Published 5 February 2026 Yu Du
On 31 January 2026, China’s State Administration for Market Regulation (SAMR) released eight typical cases of online unfair competition, as part of its continued nationwide campaign to regulate online market order and promote the healthy and standardized development of the platform economy.
According to SAMR, in 2025 market regulation authorities at all levels investigated 1,932 cases involving online unfair competition, with total fines and confiscated gains amounting to RMB 71.5294 million. The publication of these representative cases aims to guide business operators toward lawful and compliant operations and jointly foster a fair, transparent, and orderly competitive environment in the digital economy.
Overview of the Eight Typical Cases
Case 1 - Interfering with Platform Operations through Automated Software (Zhongshan, Guangdong)
A technology company developed and sold automation software capable of simulating human actions such as auto-following, liking, commenting, and private messaging on major platforms without authorization. By bypassing platform controls and scraping user data, the software disrupted normal platform operations and content distribution mechanisms. The company was fined RMB 1 million.
Case 2 - Circumventing Platform Review Mechanisms to Manipulate Traffic (Xinxiang, Henan)
A network technology firm sold software that modified video files to evade platform review systems and fraudulently obtain algorithmic traffic recommendations. This conduct interfered with platform governance and undermined fair competition. The company was fined RMB 100,500.
Case 3 - Organizing Fake Transactions for E-commerce Merchants (Xiamen, Fujian)
An online service platform provided paid “brushing orders” services for cross-border e-commerce merchants, including fake purchases, likes, and reviews. Such fabricated transactions misled consumers and distorted market competition. The operator was fined RMB 200,000.
Case 4 - Illegal Data Scraping and Data Porting (Jiujiang, Jiangxi)
A company sold software that bypassed technical safeguards of e-commerce platforms to scrape product images, descriptions, and pricing data in bulk, enabling one-click copying across platforms. This harmed both platforms and legitimate merchants. The company was fined RMB 120,000.
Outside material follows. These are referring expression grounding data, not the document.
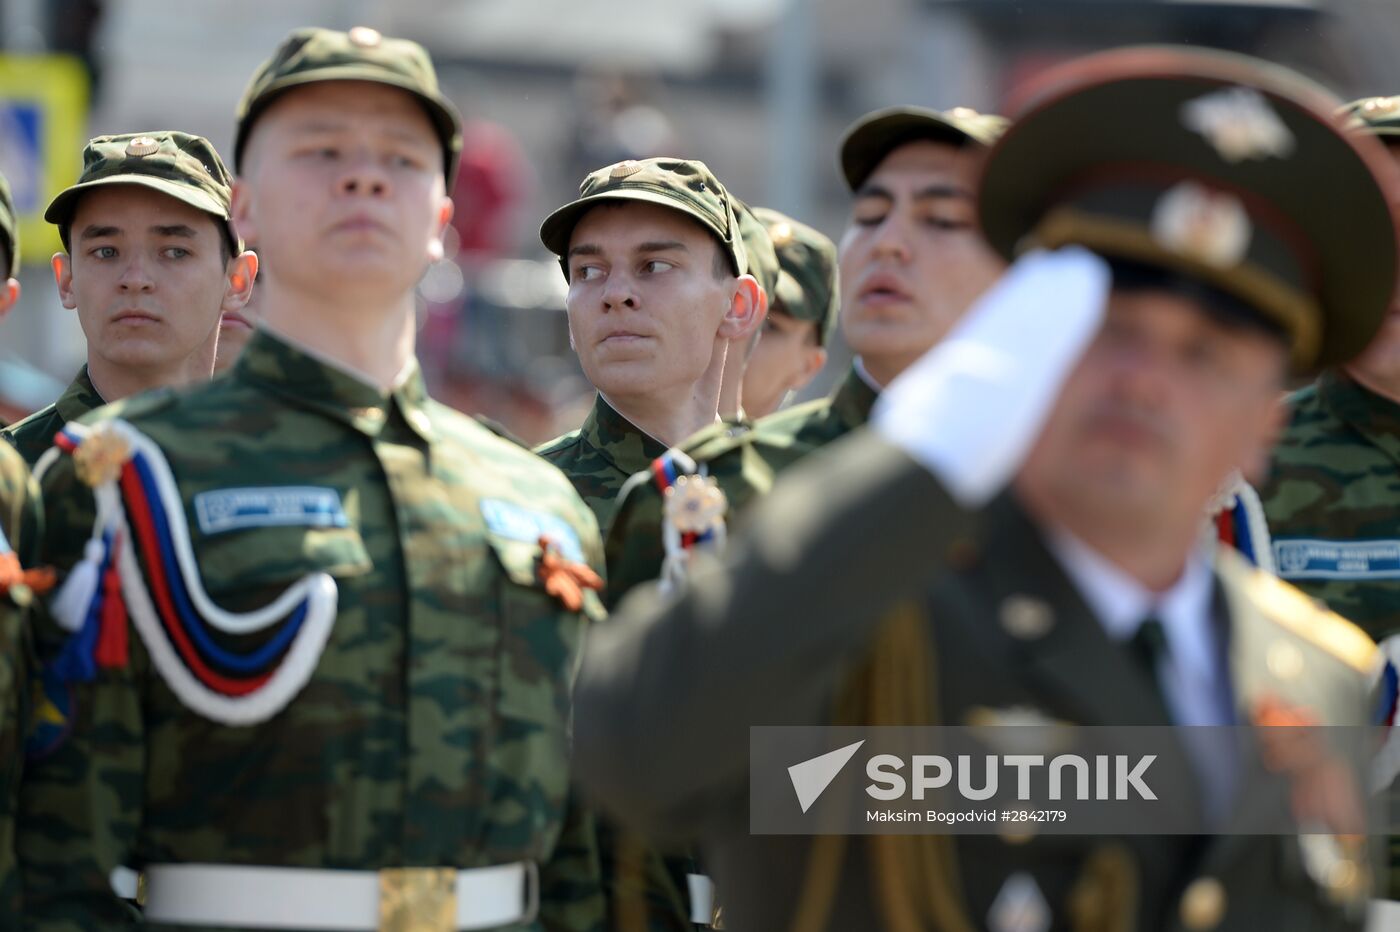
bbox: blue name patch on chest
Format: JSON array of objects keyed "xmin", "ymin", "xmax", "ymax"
[
  {"xmin": 480, "ymin": 498, "xmax": 585, "ymax": 563},
  {"xmin": 1273, "ymin": 538, "xmax": 1400, "ymax": 580},
  {"xmin": 193, "ymin": 487, "xmax": 350, "ymax": 535}
]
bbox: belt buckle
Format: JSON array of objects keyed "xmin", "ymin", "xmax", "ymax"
[{"xmin": 378, "ymin": 867, "xmax": 458, "ymax": 932}]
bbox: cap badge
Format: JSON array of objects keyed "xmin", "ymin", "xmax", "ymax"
[
  {"xmin": 609, "ymin": 160, "xmax": 643, "ymax": 180},
  {"xmin": 348, "ymin": 26, "xmax": 382, "ymax": 48},
  {"xmin": 125, "ymin": 137, "xmax": 160, "ymax": 158},
  {"xmin": 768, "ymin": 221, "xmax": 794, "ymax": 247},
  {"xmin": 1181, "ymin": 87, "xmax": 1296, "ymax": 163},
  {"xmin": 1151, "ymin": 181, "xmax": 1252, "ymax": 269}
]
Case 5 - Commercial Defamation via Online Platforms (Chengdu, Sichuan)
A pet breeding company published unsubstantiated allegations against a competing pet store, accusing it of unethical breeding practices and falsified certificates, while promoting its own business. The conduct constituted commercial defamation and resulted in a RMB 150,000 fine.
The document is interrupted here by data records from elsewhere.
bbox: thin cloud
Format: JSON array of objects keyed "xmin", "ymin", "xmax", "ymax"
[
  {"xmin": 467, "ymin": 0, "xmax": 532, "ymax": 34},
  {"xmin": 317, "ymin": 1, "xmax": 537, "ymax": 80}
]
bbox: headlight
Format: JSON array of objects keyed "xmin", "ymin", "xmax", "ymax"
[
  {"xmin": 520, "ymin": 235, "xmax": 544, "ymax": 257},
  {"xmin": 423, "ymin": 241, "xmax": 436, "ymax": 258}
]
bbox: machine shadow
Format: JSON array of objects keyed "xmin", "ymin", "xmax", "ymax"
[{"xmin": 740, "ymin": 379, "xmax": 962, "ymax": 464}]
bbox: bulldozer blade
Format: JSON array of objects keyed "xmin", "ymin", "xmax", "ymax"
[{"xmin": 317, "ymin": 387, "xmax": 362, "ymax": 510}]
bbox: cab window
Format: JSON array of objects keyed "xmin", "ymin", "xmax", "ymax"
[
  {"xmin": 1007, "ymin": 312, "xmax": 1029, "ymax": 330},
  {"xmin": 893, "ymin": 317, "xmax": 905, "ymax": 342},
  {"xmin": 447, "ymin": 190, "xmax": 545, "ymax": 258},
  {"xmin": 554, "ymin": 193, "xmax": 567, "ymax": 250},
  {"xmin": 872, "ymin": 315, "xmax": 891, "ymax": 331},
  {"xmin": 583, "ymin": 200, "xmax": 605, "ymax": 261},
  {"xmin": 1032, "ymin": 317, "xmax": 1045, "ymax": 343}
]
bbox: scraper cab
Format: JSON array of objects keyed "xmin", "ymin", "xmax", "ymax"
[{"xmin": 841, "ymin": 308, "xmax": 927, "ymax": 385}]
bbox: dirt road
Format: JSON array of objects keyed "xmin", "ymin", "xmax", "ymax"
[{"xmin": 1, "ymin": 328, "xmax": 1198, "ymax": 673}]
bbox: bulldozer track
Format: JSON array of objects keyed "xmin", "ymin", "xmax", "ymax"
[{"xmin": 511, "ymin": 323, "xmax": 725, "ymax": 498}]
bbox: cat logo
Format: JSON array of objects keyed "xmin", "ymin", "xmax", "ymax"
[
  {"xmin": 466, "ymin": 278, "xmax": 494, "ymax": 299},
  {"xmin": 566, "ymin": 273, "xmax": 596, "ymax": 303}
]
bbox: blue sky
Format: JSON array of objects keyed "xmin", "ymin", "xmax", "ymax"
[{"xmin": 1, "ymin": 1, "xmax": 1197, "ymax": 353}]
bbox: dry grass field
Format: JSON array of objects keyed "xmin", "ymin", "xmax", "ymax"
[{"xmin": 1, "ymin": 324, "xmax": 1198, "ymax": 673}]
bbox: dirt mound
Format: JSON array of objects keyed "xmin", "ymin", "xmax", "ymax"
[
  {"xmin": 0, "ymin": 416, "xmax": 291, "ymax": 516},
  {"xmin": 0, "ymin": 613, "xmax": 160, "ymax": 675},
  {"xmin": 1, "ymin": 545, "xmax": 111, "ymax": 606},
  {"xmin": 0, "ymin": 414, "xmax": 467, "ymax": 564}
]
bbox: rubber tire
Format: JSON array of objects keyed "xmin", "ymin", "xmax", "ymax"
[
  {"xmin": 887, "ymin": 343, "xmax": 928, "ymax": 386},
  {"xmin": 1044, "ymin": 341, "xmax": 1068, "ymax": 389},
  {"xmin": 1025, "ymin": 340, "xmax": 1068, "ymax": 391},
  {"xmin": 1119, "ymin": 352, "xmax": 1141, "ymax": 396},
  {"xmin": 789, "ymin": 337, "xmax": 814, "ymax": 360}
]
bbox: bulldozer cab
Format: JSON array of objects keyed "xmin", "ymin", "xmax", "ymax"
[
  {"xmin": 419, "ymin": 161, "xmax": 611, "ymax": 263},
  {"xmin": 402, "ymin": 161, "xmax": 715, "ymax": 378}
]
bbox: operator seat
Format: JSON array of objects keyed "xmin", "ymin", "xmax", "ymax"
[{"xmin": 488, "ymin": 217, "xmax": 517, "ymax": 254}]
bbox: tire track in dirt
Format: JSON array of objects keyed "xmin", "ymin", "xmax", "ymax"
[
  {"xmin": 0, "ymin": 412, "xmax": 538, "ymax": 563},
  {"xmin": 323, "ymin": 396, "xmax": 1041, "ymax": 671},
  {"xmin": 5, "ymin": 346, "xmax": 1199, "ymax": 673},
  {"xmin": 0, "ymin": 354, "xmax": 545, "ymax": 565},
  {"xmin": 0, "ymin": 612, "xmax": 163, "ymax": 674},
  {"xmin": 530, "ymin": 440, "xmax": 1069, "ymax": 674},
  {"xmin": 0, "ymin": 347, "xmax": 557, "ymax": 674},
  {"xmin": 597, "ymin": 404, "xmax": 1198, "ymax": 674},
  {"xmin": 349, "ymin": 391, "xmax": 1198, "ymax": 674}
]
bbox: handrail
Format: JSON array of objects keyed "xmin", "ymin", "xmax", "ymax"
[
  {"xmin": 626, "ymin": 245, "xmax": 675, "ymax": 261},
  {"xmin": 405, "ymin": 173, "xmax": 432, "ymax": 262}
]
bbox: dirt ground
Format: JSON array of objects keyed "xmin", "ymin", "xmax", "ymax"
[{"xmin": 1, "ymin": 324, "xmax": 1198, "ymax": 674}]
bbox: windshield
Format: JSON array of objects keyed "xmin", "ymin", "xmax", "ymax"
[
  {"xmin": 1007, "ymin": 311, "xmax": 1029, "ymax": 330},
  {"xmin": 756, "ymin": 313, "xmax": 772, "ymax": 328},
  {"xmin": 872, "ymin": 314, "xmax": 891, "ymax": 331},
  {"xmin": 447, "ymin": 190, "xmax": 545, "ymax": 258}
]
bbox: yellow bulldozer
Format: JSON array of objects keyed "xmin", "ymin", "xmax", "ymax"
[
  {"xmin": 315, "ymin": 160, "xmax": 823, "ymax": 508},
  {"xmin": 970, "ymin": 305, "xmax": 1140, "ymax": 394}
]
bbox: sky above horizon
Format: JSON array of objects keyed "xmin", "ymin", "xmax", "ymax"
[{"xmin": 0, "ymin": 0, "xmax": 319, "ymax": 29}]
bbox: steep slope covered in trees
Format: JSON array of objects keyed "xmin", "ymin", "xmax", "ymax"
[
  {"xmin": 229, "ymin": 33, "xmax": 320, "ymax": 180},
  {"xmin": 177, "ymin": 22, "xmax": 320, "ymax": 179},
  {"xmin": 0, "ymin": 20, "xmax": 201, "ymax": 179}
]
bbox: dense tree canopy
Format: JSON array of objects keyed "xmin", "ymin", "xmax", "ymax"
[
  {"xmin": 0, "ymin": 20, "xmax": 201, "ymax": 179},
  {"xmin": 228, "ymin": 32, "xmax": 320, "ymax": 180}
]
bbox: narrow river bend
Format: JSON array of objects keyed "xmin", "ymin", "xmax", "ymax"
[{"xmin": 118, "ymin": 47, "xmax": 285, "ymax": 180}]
Case 6 - Malicious Complaints Using Fabricated Evidence (Lianyungang, Jiangsu)
A biotech company orchestrated a scheme involving forged inspection reports and manipulated images to file malicious complaints against competitors on e-commerce platforms. The complaints caused store closures and reputational damage to multiple merchants. The company was fined RMB 200,000.
Case 7 - Commercial Confusion in Broadband Services (Shanghai)
A business operator resold shared broadband connections as independent broadband services within an industrial park, without proper disclosure, leading customers to mistakenly believe they were purchasing higher-quality services. The operator was fined RMB 30,000.
Case 8 - False Promotion through “Influencer Store Visits” (Beijing)
A decoration company organized paid influencer promotions while its physical store was still under renovation, instructing influencers to avoid on-site filming or use materials from other locations. The misleading promotions constituted false advertising, resulting in a RMB 10,000 fine.
Comment
The release of these eight typical cases sends a clear and consistent regulatory signal: the online marketplace is not a law-free zone. The cases cover a wide range of misconduct, from algorithm manipulation, data scraping, and fake transactions to malicious complaints, commercial defamation, and deceptive marketing, reflecting the evolving risks in the digital economy. By publicly disclosing enforcement outcomes and legal reasoning, SAMR strengthens compliance awareness among businesses, and reinforces platform governance responsibilities.